Project Summary/Abstract The proteome reflects the physiology and pathology states of a patient therefore proteomics is a powerful tool for early diagnostics of diseases and monitoring of therapeutic responses. Mass spectrometry (MS) measures the mass-to-charge ratio of charged species and has become the enabling technology for proteomics. However, majority of the current proteomics studies rely on bottom-up approaches. In this case, mixtures of proteins are digested by one of the proteases (e.g., trypsin), separated by liquid chromatography (LC), and analyzed by electrospray mass spectrometry (ESI-MS). Despite tremendous successes, there remain two major limitations in bottom-up proteomics: first, it is difficult to identify all protein isoforms or proteoforms, including splicing, modifications, cleavages, etc.; second, the native state of proteins is always lost after digestion. There is currently a great push to implement top-down proteomics, i.e., identification and characterization of full-length proteins by LC-MS. Unfortunately, top-down proteomics proves to be much more challenging. There are several bottlenecks: first, lower MS sensitivity of proteins relative to peptides; second, limitation on detection of high molecular weight proteins; third, inefficient identification of proteins by MS/MS fragmentation; and fourth, laborious multidimensional protein separation not suitable for small volumes of biological samples. The field is calling for transformative technologies. In this Phase II project, Newomics Inc. proposes to further develop and commercialize a new technology, nanoflow LC-picoelectrospray ionization mass spectrometry (NanoLC- PicoESI-MS), for top-down proteomics of small-volume biological samples down to single cells. The technology is built on our microfabricated monolithic multinozzle emitters (M3 emitters) and multinozzle emitter array (MEA) chips for LC-nanoESI-MS, which collectively offer a straightforward yet novel solution to the longstanding problem of the efficient coupling between silicon microfluidic chips and ESI-MS, and pave the way for the large- scale integration on the proposed microfluidic chips for nanoLC-picoESI-MS. Our new PicoESI-MS platform will directly address the aforementioned bottlenecks, and thus enable high-sensitivity, high-throughput, and multiplex top-down proteomics of small volumes of biological samples, thereby contributing to precision medicine.

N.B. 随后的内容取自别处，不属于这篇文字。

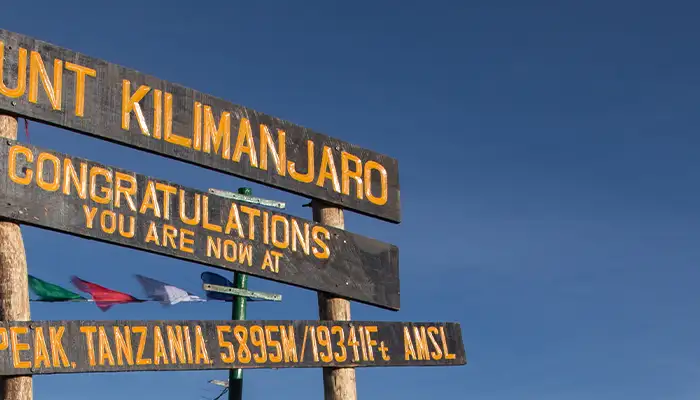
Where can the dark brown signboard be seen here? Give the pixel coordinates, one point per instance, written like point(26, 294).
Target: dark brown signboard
point(81, 197)
point(63, 88)
point(54, 347)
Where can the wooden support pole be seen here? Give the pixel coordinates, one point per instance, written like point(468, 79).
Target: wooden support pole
point(14, 291)
point(338, 383)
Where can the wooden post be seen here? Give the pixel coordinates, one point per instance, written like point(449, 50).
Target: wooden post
point(338, 383)
point(14, 292)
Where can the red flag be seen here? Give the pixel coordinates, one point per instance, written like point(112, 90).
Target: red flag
point(104, 298)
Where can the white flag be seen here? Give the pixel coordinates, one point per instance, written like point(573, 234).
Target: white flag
point(165, 293)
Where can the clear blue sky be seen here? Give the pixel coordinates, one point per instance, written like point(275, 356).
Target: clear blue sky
point(550, 173)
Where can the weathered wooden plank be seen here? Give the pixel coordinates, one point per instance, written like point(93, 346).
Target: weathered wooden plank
point(83, 198)
point(125, 106)
point(55, 347)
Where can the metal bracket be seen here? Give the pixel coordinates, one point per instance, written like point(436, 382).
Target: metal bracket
point(242, 292)
point(248, 199)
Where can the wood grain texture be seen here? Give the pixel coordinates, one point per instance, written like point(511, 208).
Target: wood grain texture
point(338, 383)
point(177, 345)
point(14, 291)
point(359, 268)
point(102, 118)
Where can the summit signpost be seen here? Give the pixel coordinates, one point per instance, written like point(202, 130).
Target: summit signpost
point(60, 87)
point(80, 197)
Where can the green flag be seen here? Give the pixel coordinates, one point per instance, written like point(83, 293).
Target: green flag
point(50, 292)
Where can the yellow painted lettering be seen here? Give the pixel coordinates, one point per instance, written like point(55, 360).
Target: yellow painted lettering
point(152, 234)
point(141, 330)
point(214, 247)
point(299, 237)
point(186, 240)
point(167, 192)
point(252, 213)
point(219, 137)
point(257, 338)
point(384, 189)
point(234, 221)
point(228, 357)
point(70, 175)
point(279, 158)
point(41, 352)
point(270, 342)
point(169, 234)
point(89, 331)
point(122, 346)
point(150, 200)
point(241, 335)
point(289, 344)
point(28, 155)
point(201, 354)
point(53, 91)
point(347, 174)
point(437, 354)
point(104, 347)
point(159, 347)
point(409, 351)
point(328, 170)
point(443, 338)
point(205, 217)
point(49, 186)
point(120, 190)
point(18, 91)
point(57, 350)
point(284, 243)
point(343, 355)
point(131, 103)
point(176, 345)
point(309, 175)
point(325, 251)
point(18, 346)
point(197, 209)
point(112, 225)
point(168, 134)
point(106, 190)
point(245, 143)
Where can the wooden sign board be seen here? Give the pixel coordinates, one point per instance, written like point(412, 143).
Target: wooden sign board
point(55, 347)
point(80, 197)
point(70, 90)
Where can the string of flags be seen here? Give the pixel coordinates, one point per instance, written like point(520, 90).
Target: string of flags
point(104, 298)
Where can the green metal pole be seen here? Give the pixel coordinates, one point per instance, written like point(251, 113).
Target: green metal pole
point(240, 281)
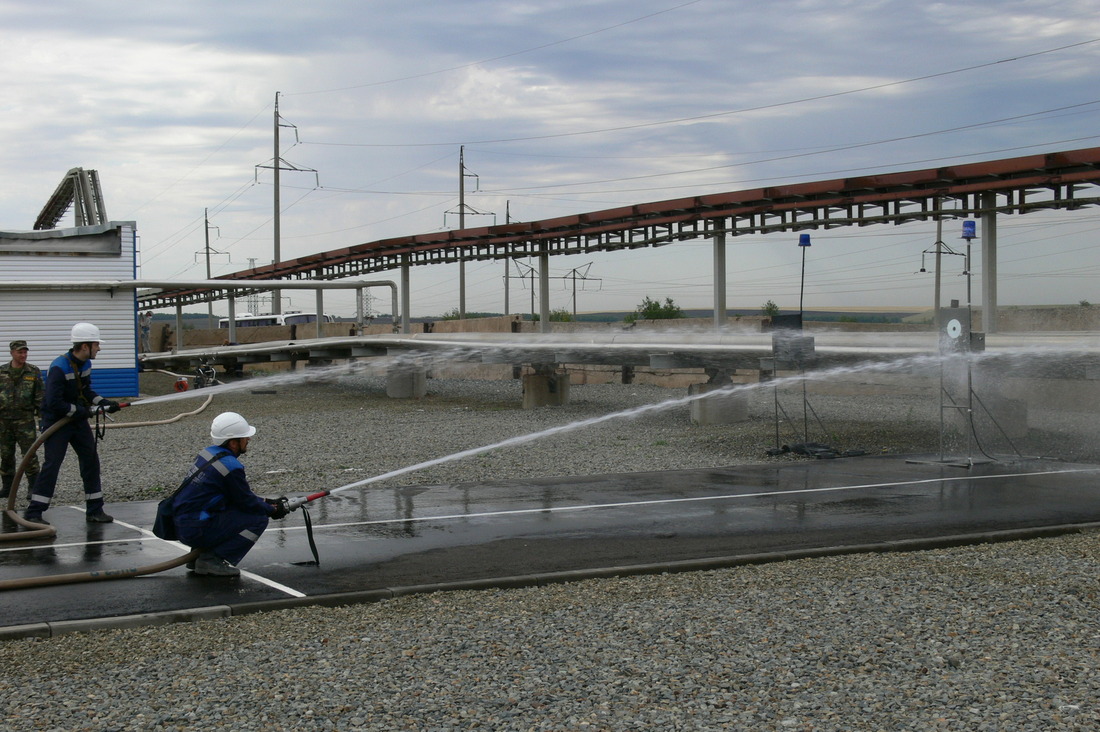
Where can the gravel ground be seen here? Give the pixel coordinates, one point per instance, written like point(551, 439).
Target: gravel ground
point(987, 637)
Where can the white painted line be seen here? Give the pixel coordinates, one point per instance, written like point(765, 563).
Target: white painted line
point(628, 504)
point(263, 580)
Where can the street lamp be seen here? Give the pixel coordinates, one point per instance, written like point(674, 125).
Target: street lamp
point(804, 244)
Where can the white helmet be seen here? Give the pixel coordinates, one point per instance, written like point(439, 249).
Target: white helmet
point(86, 331)
point(230, 425)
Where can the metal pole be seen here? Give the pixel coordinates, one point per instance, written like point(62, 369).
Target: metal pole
point(802, 286)
point(719, 279)
point(232, 316)
point(936, 318)
point(276, 295)
point(462, 225)
point(206, 229)
point(574, 293)
point(405, 295)
point(179, 329)
point(507, 219)
point(989, 263)
point(545, 290)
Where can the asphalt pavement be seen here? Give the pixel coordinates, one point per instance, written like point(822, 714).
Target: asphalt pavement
point(377, 543)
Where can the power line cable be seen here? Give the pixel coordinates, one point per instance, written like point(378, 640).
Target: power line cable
point(501, 57)
point(727, 112)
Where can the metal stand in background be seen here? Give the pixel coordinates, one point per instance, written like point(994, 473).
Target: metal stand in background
point(791, 351)
point(957, 340)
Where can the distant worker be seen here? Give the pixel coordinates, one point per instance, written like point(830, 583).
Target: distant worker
point(68, 393)
point(217, 511)
point(145, 326)
point(20, 399)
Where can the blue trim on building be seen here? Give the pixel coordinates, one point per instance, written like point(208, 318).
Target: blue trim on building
point(114, 382)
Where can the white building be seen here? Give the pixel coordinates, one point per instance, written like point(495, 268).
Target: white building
point(44, 317)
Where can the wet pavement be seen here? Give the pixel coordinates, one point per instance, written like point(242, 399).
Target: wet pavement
point(514, 532)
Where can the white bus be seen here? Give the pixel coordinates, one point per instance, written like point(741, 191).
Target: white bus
point(249, 320)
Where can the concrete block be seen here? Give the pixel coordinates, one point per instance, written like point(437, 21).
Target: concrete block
point(541, 389)
point(721, 410)
point(406, 383)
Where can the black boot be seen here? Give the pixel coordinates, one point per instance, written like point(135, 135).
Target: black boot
point(31, 479)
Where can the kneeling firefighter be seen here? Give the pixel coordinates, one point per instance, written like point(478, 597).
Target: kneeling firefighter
point(217, 512)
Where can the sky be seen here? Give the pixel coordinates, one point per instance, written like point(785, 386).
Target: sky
point(560, 107)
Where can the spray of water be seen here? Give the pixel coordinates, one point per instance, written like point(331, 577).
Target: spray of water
point(466, 351)
point(882, 367)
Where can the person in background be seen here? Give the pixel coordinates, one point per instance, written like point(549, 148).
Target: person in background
point(68, 393)
point(145, 327)
point(217, 511)
point(21, 389)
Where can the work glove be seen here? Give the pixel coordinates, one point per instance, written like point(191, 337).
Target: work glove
point(279, 506)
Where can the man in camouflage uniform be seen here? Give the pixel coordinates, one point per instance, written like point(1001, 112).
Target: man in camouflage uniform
point(20, 399)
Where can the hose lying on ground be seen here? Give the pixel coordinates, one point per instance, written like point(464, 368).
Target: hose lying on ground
point(45, 531)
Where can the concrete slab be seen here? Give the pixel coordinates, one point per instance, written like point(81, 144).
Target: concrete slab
point(375, 543)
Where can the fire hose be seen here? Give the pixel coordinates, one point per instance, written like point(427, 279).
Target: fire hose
point(45, 531)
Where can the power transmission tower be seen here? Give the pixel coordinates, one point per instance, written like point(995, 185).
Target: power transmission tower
point(279, 164)
point(582, 274)
point(462, 210)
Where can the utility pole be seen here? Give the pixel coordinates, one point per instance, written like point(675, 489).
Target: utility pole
point(206, 230)
point(462, 225)
point(279, 164)
point(507, 219)
point(582, 273)
point(276, 295)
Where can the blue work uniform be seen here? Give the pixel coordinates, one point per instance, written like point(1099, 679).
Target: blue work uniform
point(68, 393)
point(218, 512)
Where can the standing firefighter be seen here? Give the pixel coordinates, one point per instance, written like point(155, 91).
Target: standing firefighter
point(68, 393)
point(217, 512)
point(20, 396)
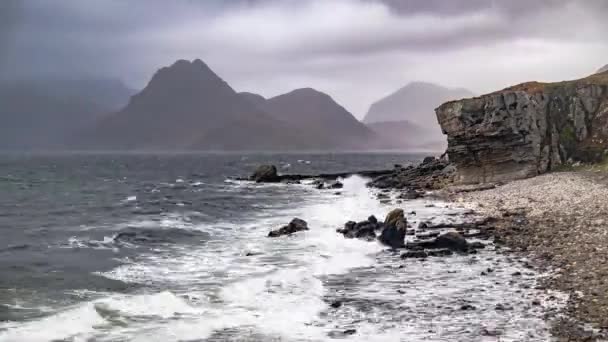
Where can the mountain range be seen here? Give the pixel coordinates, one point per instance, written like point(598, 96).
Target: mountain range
point(188, 106)
point(41, 114)
point(407, 116)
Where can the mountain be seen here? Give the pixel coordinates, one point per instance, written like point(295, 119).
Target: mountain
point(188, 106)
point(324, 120)
point(40, 114)
point(416, 102)
point(406, 135)
point(412, 107)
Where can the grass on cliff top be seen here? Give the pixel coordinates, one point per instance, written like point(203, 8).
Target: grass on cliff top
point(535, 87)
point(583, 167)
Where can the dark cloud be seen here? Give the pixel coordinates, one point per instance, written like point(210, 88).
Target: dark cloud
point(271, 45)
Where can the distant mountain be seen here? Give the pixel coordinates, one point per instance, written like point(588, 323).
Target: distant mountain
point(416, 102)
point(324, 120)
point(405, 135)
point(40, 114)
point(188, 106)
point(411, 111)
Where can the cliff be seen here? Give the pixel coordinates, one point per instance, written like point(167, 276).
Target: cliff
point(526, 130)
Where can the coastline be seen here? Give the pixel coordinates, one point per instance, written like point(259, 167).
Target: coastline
point(558, 220)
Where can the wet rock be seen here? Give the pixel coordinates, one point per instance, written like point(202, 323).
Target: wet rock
point(467, 307)
point(265, 174)
point(296, 225)
point(360, 230)
point(452, 240)
point(335, 185)
point(394, 216)
point(336, 304)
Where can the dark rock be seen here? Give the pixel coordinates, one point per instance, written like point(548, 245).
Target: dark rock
point(526, 130)
point(467, 307)
point(428, 160)
point(296, 225)
point(350, 332)
point(451, 240)
point(362, 230)
point(394, 216)
point(265, 174)
point(336, 304)
point(335, 185)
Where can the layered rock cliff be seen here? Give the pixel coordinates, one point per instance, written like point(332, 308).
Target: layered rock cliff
point(527, 129)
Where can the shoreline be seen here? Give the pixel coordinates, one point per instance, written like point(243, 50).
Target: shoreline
point(557, 220)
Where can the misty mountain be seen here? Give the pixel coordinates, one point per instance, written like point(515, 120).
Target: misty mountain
point(406, 135)
point(40, 114)
point(324, 120)
point(416, 102)
point(407, 116)
point(188, 106)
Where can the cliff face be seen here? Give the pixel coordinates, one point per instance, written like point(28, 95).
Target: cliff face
point(527, 129)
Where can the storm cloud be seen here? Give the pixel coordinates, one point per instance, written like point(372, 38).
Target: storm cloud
point(355, 50)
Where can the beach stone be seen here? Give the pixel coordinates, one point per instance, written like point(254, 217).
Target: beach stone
point(265, 174)
point(296, 225)
point(394, 216)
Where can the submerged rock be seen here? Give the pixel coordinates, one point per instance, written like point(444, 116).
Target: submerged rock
point(526, 130)
point(265, 174)
point(394, 229)
point(296, 225)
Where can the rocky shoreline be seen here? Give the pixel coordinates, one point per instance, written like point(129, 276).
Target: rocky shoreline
point(559, 220)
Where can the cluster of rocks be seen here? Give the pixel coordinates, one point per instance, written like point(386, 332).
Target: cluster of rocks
point(431, 174)
point(526, 130)
point(393, 231)
point(296, 225)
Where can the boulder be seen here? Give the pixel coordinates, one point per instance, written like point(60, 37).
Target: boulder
point(265, 174)
point(527, 129)
point(394, 216)
point(394, 235)
point(296, 225)
point(335, 185)
point(362, 230)
point(452, 241)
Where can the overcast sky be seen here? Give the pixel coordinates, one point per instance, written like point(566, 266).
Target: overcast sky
point(355, 50)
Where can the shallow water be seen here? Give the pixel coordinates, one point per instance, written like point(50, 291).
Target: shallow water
point(166, 248)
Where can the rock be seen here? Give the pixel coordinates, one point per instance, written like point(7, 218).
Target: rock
point(428, 160)
point(335, 185)
point(410, 195)
point(362, 230)
point(296, 225)
point(526, 130)
point(394, 216)
point(452, 241)
point(393, 236)
point(336, 304)
point(265, 174)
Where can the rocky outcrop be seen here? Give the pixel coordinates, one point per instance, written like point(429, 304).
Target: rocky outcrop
point(296, 225)
point(527, 129)
point(265, 174)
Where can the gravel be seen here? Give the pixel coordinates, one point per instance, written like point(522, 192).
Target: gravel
point(561, 219)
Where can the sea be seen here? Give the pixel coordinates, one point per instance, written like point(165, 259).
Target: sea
point(172, 247)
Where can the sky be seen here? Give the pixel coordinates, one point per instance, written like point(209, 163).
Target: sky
point(358, 51)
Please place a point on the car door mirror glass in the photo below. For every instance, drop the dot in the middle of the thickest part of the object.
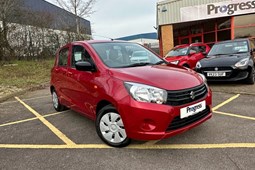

项目摘要/摘要 蛋白质组反映了患者的生理和病理状态，因此蛋白质组学是一种强大的工具 用于早期诊断疾病和监测治疗反应。质谱（MS）测度 带电物种的质量与电荷比，已成为蛋白质组学的促成技术。然而， 当前大多数蛋白质组学研究都依赖于自下而上的方法。在这种情况下，蛋白质的混合物是 由一种蛋白酶（例如胰蛋白酶）消化，被液相色谱分离（LC），并通过 电喷雾质谱法（ESI-MS）。尽管取得了巨大的成功，但仍有两个主要限制 在自下而上的蛋白质组学中：首先，很难识别所有蛋白质同工型或蛋白质成型，包括剪接， 修改，分裂等；其次，消化后蛋白质的本地状态总是丢失。目前有 伟大的推动以实施自上而下的蛋白质组学，即通过 LC-MS。不幸的是，自上而下的蛋白质组学被证明更具挑战性。有几个瓶颈： 首先，蛋白质相对于肽的MS敏感性较低。其次，检测高分子量的限制 蛋白质；第三，通过MS/MS碎片对蛋白质的效率低下；第四，费力 多维蛋白分离不适合少量生物样品。该领域正在要求 变革性技术。在此第二阶段项目中，Newomics Inc.建议进一步发展和 商业化一项新技术，纳米流LC-Picoelectrospray电离质谱法（nanolc- Picoesi-ms），用于向单个细胞的小体积生物样品的自上而下的蛋白质组学。技术 建在我们的微型整体多弹力发射器（M3发射器）和多蛋白发射器阵列（MEA）上建立 LC-Nanoesi-MS的芯片，该芯片共同为长期存在的简单而新颖 硅微流体芯片和ESI-MS之间有效耦合的问题，并为大型的道路铺平了道路 在纳米果皮MS的拟议的微流体芯片上进行比例整合。我们的新Picoesi-MS平台将 直接解决上述瓶颈，从而实现高敏感，高通量和多路复用 自上而下的蛋白质组学的少量生物样品，从而有助于精密医学。